Together, these results show that enhancer activity of receptor-occupied regions correlates with transcriptional activation of genes. Comparison between AR and GR shows that activity is highest near shared genes. For GR, peaks near GR-specific genes are more active than those located near AR-specific genes. This order is reversed for AR, arguing that receptor-specific enhancer activity at shared binding sites plays a role in directing receptor-specific regulation of nearby genes.
Shared binding sites contribute to receptor-specific target gene regulation
The presence of shared binding sites near receptor-specific target genes prompted us to explore experimentally if shared binding sites contribute to the regulation of the nearby gene. Specifically, we picked the GR-specific target gene GILZ and the AR-specific gene AQP3 and confirmed the receptor-specific regulation by qPCR (Figure 6A). For GILZ, each of the GR-occupied peaks in an ∼100 kb window centered on the regulated promoters is also occupied by AR (Figure 6B). We previously showed that simultaneous deletion of the promoter-proximal peaks and a region downstream of GILZ containing multiple peaks resulted in a virtual loss of GR-dependent regulation (27). Re-examination of the clonal lines confirmed that the proximal enhancer and distal GR binding sites in the downstream region are required for GR-dependent regulation of GILZ. For the control gene FKBP5, a GR target gene located on another chromosome, increased expression is still observed upon addition of dexamethasone to activate GR (Figure 6C).
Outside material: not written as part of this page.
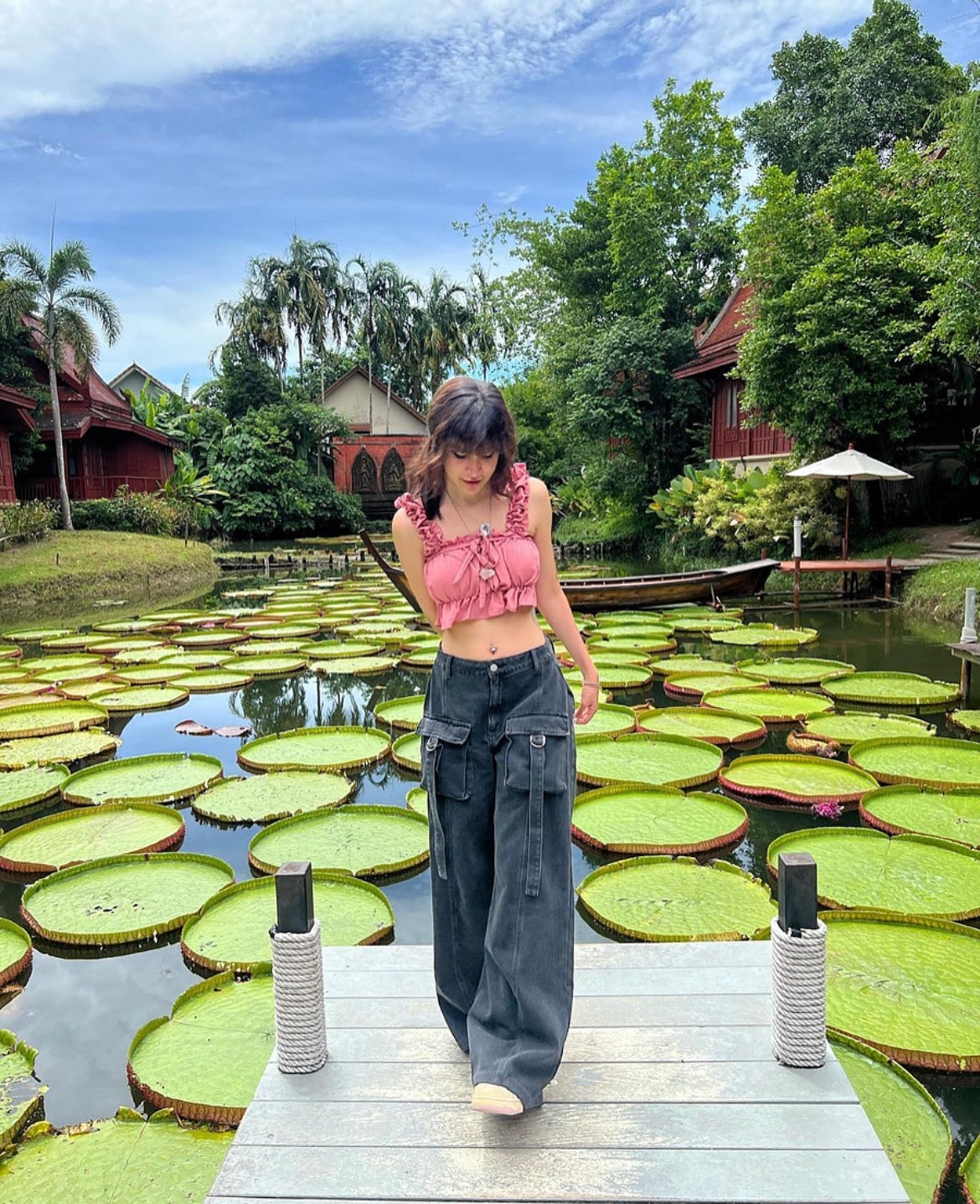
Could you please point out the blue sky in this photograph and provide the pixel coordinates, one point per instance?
(179, 138)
However, activation of FKBP5 is weaker in the edited single-cell derived clonal lines, a phenomenon we also observed for unedited single-cell derived clonal lines in a previous study (27) indicating that the selection process blunts the GR-dependent activation of this gene.
Shared binding sites direct receptor-specific gene regulation. (A) Relative mRNA levels of GILZ and AQP3 was quantified by qPCR as described for Figure 1C. Averages for cells treated for 24 h ± SD are shown (n ≥ 3). (B) ChIP-seq read coverage (RPKM normalized) for GR and AR for (top) the GR-specific target gene GILZ and (bottom) the AR-specific target gene AQP3. Cells were treated as specified for Figure 2C. (C) Top: GR ChIP- read coverage (RPKM normalized) highlighting the regions that were deleted for the GILZ deletion clonal lines in U2OS-GR cells. Bottom: Relative mRNA levels as determined by qPCR for the GILZ and FKBP5 genes are shown for wt U2OS-GR and the GILZ deletion clonal lines. Cells were treated for 4 h with 1 μM Dex or ethanol as vehicle control (A). Averages ± SD are shown. (D) Same as (C) except for AQP3 deletion clonal lines in U2OS-AR cells. Cells were treated for 24 h with 5 nM R1881 or dmso as vehicle control.
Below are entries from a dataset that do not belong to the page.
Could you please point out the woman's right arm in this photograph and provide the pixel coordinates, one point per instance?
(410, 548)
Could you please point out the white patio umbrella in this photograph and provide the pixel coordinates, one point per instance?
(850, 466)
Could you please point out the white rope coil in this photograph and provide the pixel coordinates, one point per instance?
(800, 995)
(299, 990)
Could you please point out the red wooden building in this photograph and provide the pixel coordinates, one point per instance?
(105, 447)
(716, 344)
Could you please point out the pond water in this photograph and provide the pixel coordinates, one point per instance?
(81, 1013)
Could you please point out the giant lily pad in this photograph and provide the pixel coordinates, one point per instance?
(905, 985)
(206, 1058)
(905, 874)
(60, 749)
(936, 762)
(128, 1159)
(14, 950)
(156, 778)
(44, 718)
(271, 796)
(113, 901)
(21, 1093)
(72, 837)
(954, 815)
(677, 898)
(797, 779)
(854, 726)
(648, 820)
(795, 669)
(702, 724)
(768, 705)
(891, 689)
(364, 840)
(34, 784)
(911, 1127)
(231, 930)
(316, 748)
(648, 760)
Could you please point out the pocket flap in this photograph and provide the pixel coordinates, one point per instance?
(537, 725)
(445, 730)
Thus, despite occupancy for both AR and GR at each of the peaks required for GR-dependent regulation, AR fails to regulate GILZ. To assess whether differential enhancer activity could explain receptor-specific transcriptional regulation, we compared the STARR-seq signal at shared peaks for hormone-treated cells (Supplementary Figure S6A). For several shared peaks of the GILZ gene, the STARR-seq activity upon hormone treatment appears higher for GR than for AR indicating that the level of enhancer activity at shared binding sites might play a role in directing GR-specific regulation.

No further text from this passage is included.